How to get no frame on a table in AsciiDoc on GitHub

I want to make a table in AsciiDoc on GitHub with no frame. My reading of the documentation is that this should work:

[frame="none",options="header"]
|===
| Foo | Bar
| Widget | Gadget
|===

Yet it renders with a frame:

Table continues to have frame even with the option of none.

That frame="none" setting should do it. But it doesn't. I try it without quotes and its the same. The options="header" works fine, so I know the interpreter is seeing the line in brackets and taking some action.

Is it possible that GitHub runs some version of AsciiDoc that is not full featured? If so, is there a site with the details of what does and doesn't work?

Note--this is on our internal corporate instance of GitHub Enterprise, so we may be some versions out of date, or not have some plug-in installed. Is there a special plug-in that does the trick? I don't admin the platform, so is there a way I can check versions and plug-ins in any given GitHub platform as an ordinary developer?

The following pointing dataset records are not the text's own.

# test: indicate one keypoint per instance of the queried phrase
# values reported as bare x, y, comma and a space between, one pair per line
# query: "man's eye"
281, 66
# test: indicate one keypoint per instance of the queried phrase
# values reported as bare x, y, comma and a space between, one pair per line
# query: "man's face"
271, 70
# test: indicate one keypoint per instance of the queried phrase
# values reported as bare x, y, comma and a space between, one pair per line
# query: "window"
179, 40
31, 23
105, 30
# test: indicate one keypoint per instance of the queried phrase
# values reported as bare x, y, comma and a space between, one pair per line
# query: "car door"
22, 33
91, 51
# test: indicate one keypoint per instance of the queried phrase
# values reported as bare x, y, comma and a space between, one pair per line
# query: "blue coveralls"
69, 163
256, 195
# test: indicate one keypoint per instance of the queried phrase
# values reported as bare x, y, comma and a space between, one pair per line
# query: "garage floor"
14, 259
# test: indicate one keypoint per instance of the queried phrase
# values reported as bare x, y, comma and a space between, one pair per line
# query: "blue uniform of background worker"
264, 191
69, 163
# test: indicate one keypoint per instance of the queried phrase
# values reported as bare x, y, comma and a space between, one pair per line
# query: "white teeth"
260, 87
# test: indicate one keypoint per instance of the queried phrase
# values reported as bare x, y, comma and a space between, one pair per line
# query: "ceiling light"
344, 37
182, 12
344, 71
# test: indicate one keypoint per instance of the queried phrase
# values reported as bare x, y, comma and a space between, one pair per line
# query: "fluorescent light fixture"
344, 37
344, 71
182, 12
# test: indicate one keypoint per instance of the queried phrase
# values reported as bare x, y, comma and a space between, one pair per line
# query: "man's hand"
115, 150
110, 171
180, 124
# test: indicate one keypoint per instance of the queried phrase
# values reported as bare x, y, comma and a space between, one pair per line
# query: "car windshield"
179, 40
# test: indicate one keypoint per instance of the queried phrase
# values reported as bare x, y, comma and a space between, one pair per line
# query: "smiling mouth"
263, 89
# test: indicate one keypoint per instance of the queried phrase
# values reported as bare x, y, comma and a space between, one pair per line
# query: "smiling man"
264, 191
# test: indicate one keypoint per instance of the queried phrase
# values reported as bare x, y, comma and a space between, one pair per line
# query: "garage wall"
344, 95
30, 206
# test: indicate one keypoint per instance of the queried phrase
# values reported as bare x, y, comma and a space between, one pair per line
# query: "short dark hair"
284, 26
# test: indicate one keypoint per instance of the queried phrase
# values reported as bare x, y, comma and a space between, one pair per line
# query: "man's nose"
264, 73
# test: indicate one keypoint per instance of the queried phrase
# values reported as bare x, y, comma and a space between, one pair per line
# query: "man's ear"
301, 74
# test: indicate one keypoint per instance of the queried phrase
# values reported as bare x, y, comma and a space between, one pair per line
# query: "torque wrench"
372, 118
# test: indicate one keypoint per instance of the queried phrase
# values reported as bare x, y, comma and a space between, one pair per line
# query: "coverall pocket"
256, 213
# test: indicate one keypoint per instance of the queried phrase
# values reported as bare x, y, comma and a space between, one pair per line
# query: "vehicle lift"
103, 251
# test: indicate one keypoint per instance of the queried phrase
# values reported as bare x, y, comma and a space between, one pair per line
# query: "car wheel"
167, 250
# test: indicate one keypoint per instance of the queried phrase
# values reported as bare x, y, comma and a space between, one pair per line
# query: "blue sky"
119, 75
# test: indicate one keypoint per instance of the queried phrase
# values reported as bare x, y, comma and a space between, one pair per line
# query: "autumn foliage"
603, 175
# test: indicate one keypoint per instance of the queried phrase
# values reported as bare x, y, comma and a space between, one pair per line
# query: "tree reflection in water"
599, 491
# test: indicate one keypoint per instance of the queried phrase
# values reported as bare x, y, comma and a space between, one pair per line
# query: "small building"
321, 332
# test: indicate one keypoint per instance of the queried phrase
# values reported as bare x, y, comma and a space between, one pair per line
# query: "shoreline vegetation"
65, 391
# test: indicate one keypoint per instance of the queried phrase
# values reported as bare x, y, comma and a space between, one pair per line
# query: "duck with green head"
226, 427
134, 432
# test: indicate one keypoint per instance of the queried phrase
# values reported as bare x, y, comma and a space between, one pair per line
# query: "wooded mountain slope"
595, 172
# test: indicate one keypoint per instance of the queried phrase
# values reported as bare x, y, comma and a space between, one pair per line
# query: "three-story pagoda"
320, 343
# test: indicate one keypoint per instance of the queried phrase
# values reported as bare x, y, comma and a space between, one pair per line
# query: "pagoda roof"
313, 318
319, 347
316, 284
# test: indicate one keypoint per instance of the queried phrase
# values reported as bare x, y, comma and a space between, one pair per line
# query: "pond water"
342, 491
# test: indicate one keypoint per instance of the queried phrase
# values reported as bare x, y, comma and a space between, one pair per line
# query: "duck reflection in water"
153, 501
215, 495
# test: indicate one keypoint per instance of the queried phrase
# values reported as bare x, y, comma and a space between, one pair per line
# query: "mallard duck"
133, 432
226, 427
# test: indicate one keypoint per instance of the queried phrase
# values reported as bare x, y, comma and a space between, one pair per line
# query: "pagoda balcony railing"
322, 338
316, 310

We use AsciiDoc pervasively as our GitHub Wiki language, so changing to another one that does tables better is not an option.

All help appreciated!

Upvotes: 1

Views: 239

Answers (1)

eskwayrd
eskwayrd

Reputation: 4521

GitHub runs an official Asciidoctor to provide a nice rendering. However, they also run the generated HTML and CSS through a filtering process to prevent security issues. During that process, they strip off custom class names from a variety (if not all) elements (I don't know the exact details).

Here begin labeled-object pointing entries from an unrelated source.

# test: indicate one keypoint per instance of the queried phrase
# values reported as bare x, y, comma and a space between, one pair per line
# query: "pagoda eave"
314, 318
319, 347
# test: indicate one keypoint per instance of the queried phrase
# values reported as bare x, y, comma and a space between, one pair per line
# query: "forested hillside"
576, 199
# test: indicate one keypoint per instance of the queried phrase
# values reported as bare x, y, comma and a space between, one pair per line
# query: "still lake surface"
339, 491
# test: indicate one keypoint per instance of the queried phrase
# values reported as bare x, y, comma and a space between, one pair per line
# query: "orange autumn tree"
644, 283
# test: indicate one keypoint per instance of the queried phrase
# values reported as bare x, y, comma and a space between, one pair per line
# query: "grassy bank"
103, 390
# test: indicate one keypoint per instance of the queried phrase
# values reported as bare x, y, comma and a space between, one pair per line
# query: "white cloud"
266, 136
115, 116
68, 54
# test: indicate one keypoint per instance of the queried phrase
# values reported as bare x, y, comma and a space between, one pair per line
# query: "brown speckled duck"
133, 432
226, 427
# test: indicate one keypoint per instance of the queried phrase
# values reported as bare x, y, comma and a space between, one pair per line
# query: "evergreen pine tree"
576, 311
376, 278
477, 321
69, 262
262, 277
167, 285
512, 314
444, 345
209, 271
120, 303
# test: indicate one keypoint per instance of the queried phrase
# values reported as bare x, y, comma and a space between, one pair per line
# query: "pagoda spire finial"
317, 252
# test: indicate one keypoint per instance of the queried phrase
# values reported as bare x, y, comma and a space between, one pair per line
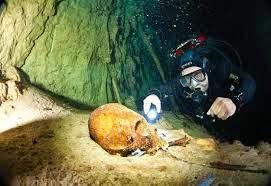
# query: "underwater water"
89, 53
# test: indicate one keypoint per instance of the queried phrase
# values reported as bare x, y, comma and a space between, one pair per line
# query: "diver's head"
192, 68
194, 78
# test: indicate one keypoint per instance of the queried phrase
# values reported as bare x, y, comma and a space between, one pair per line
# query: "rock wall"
89, 52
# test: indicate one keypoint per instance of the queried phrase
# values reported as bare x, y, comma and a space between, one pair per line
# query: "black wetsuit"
226, 79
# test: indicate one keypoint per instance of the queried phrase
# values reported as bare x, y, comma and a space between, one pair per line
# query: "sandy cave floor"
51, 146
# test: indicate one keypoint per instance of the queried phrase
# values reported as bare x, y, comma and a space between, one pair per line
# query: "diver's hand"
151, 99
222, 108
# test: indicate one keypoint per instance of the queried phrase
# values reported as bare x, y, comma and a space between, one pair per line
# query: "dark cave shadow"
28, 148
70, 102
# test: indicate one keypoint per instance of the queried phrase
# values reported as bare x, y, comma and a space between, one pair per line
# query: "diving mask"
195, 80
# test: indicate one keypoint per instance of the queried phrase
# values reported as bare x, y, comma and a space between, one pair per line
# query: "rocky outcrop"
90, 52
10, 84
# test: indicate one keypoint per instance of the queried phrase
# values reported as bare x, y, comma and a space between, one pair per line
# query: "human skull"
118, 129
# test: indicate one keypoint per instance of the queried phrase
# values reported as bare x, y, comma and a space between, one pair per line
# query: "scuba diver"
210, 83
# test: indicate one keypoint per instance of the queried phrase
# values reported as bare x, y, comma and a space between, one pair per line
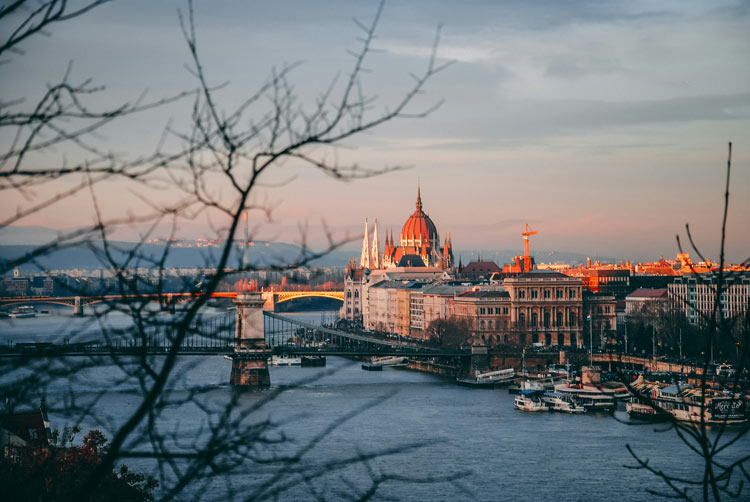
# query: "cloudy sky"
604, 125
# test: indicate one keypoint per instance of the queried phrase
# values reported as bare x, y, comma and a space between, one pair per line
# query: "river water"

Running asciidoctor on your sample document shows a table that looks like this:

<table class="tableblock frame-none grid-all stretch">

Whereas their process results in a table that looks like:

<table>

From GitHub's perspective, those kinds of changes mean that tables look the same everywhere on the site.

If you need frameless tables, you'll probably find using GitHub Pages a lot easier because you can use custom (or asciidoctor-provided) CSS in that context.